Ancestral Roofs

"In Praise of Older Buildings"

Saturday, January 28, 2012

slip sliding away...

Just came across the fascinating story of this weary building in my old favourite 'Heritage Buildings East of the Moira' (Heritage Belleville, 1991). I will try to get back to make a photo that does it justice, although we are not as lovely as once we were. The fact that the structure is several feet below the level of the street now makes it a challenge to find just the right angle, and the car and train travel swirling around the old property make it risky to try.

That the house was built before the railway is indicated by the street level higher than its foundation, due to the grade requiring adjustment to cross the tracks, several feet above. 'Heritage East' (as I chummily refer to it, old friend it has become) states that the structure was built as a store and dwelling around 1845, in what was then "a pleasant location near the harbour and surrounded by substantial homes,"

The building is interesting for its wide stance, shallow roof pitch, and the large windows on either side of the plain door. A 1991 photo shows the wide 12 x 8 sash windows on either side of the door, "quite common in ordinary buildings of the time". The house has trademarks of Greek Revival styling - grand words indeed for such a humble spot - the gable end facing the street, and a low window on the south wall under the eaves which the book says "is absolutely typical of houses in Greek Revival taste in New York and Pennsylvania.
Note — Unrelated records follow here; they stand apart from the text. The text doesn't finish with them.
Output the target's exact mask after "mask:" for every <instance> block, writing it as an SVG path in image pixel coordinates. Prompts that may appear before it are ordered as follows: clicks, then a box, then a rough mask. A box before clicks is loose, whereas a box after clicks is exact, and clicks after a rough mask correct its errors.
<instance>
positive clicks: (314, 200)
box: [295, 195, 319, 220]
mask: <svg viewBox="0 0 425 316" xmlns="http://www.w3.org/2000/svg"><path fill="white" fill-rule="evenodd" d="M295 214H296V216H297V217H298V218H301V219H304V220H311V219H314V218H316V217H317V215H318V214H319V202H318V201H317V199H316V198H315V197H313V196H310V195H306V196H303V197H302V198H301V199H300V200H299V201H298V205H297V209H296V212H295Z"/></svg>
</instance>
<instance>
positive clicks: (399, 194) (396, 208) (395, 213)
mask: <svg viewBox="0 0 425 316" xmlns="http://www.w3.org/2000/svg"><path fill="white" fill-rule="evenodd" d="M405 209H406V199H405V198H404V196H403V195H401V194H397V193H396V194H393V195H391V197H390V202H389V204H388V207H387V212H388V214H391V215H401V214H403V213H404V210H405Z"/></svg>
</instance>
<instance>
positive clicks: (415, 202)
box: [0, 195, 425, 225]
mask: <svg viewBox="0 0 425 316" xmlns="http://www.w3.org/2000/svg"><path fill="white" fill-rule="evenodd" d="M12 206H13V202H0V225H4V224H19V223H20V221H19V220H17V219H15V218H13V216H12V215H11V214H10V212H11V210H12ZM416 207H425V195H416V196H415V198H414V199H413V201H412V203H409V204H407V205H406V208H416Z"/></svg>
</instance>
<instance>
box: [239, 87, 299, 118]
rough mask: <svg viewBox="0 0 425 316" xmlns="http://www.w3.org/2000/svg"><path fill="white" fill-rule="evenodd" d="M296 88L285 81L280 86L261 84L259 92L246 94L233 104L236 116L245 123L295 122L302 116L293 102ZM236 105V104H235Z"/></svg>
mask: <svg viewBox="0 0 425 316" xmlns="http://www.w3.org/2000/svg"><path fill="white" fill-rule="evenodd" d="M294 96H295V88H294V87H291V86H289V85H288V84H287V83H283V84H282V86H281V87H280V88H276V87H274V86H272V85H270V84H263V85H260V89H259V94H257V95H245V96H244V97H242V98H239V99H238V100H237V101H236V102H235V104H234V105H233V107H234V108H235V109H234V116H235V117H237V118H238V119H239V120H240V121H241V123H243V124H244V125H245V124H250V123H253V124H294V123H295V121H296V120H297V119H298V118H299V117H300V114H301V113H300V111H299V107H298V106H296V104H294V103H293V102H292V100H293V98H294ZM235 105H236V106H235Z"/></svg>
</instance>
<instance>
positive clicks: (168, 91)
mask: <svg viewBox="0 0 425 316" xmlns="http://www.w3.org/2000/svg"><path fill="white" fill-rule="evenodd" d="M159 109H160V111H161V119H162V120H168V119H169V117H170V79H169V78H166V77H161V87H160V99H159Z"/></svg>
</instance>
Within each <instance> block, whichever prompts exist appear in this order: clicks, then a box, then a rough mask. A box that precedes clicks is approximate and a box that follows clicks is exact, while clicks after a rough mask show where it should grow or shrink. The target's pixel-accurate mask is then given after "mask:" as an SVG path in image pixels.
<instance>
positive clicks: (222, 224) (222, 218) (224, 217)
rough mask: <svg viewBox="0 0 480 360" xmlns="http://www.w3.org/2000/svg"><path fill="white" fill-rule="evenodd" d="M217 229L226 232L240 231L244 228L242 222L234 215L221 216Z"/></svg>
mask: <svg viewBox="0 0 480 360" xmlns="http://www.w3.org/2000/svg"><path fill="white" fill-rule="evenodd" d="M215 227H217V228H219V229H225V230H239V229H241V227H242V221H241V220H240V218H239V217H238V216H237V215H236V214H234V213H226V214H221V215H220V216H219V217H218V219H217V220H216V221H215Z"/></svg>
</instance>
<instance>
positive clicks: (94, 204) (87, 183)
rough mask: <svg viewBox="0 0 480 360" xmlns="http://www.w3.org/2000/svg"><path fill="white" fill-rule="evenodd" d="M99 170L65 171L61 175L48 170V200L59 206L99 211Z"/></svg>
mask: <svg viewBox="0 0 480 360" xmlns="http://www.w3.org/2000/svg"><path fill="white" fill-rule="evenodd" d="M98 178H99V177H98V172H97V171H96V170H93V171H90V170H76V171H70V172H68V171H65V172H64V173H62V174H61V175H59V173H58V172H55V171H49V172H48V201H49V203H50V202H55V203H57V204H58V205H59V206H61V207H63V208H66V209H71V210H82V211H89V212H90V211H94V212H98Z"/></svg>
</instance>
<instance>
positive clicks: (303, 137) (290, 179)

The owners and the structure are part of our history. According to the outstanding work of the historical researchers behind this book, the property was first owned by John Thompson; in his military service he saw action as a Captain during the War of 1812. The first nations resident in the area in 1804 gave him permission to build on the shore of the Moira. Later his son  purchased additional property in the area. Lawyer and local politician Edmund Murney bought this site from the son in 1841, and built this store and dwelling as a rental property.

The walls are bowing, the paint peeling. The windows are boarded up. Have we turned our back on this one, on another piece of our local history, and embarrassed, are we prepared to watch it die?